I looked down and smoothed back Nix’s wild black hair, ignoring her words. Perhaps Patrick would come running if I told him the whole story. Maybe he’d even move to be near us… maybe he’d raise Nix as his own. But as I gazed at my son, I knew I’d never be the reason that Patrick left his child. I couldn’t do that to him and I couldn’t do that to his daughter that Doc had mentioned one of the times Peg had called their garage.
“We’re just fine without him,” I announced, ignoring the pang in my chest that the words invoked. “It just wasn’t meant to be.”
“Yer both a couple of stubborn eejits,” she grumbled as she stood up and walked away.
God, I was so grateful for her.
Chapter 42
Patrick
“A toast!” I slurred, a goofy smile on my face. “To loyal women and babbies who look just like dere das!”
“Hear,
hear!” Slider called back from across the room.
I’d been making that exact toast and several similar ones all night long. I knew I was probably past the point of being annoying at that point, but I didn’t give a fuck.
Moira had given birth just two days before, and I had a beautiful daughter with a head of bright red hair.
Mine. No doubt about it.
Becoming a father was like nothing I’d ever known before. It was terrifying and exhilarating and exhausting all at once, and I couldn’t contain my joy. I wanted to tell everyone I came across about this beautiful creature that I’d made, and more than one woman at the grocery store had nodded in amusement as I’d told them all about her.
My Brenna. The smartest and most gorgeous baby that had ever been born.
I was pissed, completely and utterly drunk.

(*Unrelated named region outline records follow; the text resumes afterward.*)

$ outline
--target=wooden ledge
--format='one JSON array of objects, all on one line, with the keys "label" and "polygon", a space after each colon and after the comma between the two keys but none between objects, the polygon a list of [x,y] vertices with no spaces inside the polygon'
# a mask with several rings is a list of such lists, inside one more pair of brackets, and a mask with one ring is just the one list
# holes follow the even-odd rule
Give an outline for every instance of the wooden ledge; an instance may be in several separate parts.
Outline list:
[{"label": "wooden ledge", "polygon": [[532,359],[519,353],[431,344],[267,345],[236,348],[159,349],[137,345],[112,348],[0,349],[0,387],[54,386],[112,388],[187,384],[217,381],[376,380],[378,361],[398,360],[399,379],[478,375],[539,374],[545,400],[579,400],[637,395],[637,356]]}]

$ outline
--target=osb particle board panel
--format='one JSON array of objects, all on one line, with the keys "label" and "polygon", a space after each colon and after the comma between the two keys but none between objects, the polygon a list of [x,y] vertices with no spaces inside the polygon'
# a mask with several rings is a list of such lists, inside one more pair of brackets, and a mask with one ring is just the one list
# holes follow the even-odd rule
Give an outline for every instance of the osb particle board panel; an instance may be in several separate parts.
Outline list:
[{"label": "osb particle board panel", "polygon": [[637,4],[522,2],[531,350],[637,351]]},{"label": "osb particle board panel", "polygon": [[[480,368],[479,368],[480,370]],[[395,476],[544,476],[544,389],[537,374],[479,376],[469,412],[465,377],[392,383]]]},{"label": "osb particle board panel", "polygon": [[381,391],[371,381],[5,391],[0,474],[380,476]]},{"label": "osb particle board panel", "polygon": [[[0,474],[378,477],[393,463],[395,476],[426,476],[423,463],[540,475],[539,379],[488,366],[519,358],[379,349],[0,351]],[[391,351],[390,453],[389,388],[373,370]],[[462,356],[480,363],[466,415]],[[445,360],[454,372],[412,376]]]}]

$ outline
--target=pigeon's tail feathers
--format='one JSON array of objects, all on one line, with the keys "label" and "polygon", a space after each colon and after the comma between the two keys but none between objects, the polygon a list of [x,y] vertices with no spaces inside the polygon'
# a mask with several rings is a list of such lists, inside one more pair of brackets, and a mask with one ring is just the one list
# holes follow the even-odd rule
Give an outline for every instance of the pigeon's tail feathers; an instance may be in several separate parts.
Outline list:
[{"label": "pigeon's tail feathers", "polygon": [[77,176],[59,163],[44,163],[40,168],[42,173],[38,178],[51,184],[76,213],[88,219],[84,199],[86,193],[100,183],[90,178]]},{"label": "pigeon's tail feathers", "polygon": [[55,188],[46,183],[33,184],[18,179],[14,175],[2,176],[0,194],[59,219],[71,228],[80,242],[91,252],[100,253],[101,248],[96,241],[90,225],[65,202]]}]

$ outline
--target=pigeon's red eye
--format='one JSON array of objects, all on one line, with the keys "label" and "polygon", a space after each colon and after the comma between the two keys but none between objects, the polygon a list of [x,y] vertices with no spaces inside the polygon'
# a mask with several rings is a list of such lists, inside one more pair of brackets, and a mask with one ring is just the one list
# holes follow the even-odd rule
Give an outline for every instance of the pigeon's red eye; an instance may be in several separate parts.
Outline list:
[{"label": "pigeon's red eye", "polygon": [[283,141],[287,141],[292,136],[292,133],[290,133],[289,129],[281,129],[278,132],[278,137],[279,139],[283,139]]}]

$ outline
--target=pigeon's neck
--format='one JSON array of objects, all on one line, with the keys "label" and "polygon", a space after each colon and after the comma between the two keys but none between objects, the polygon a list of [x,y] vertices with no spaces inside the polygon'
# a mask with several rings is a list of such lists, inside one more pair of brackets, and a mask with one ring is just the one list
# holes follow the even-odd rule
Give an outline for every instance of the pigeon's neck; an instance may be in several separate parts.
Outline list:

My mum had called again that day, and I’d refused to answer even though I’d been dying to tell her about Brenna. Dear God, I missed my mum—but speaking to her, even briefly, would open back up a chapter in my life that I was trying very hard to forget. I couldn’t have one without the other, and though I tried to tell myself that I’d moved past Amy’s betrayal, the drunken stupor that had started at three in the afternoon was a clear indication I hadn’t.
Instead, I was making toasts to women who were loyal and babes who looked like their fathers. I was a bloody idiot.
I stumbled against a table, and braced my hand on the top of it, looking up to meet Ham’s serious face.
“Might want to slow down, Poet,” he warned oddly.
Poet, a name that I’d seemed to have fallen into within my first few months at the club and had followed me as I patched in. The name was fine, a lot better than some of the others. But I hated the memories it evoked.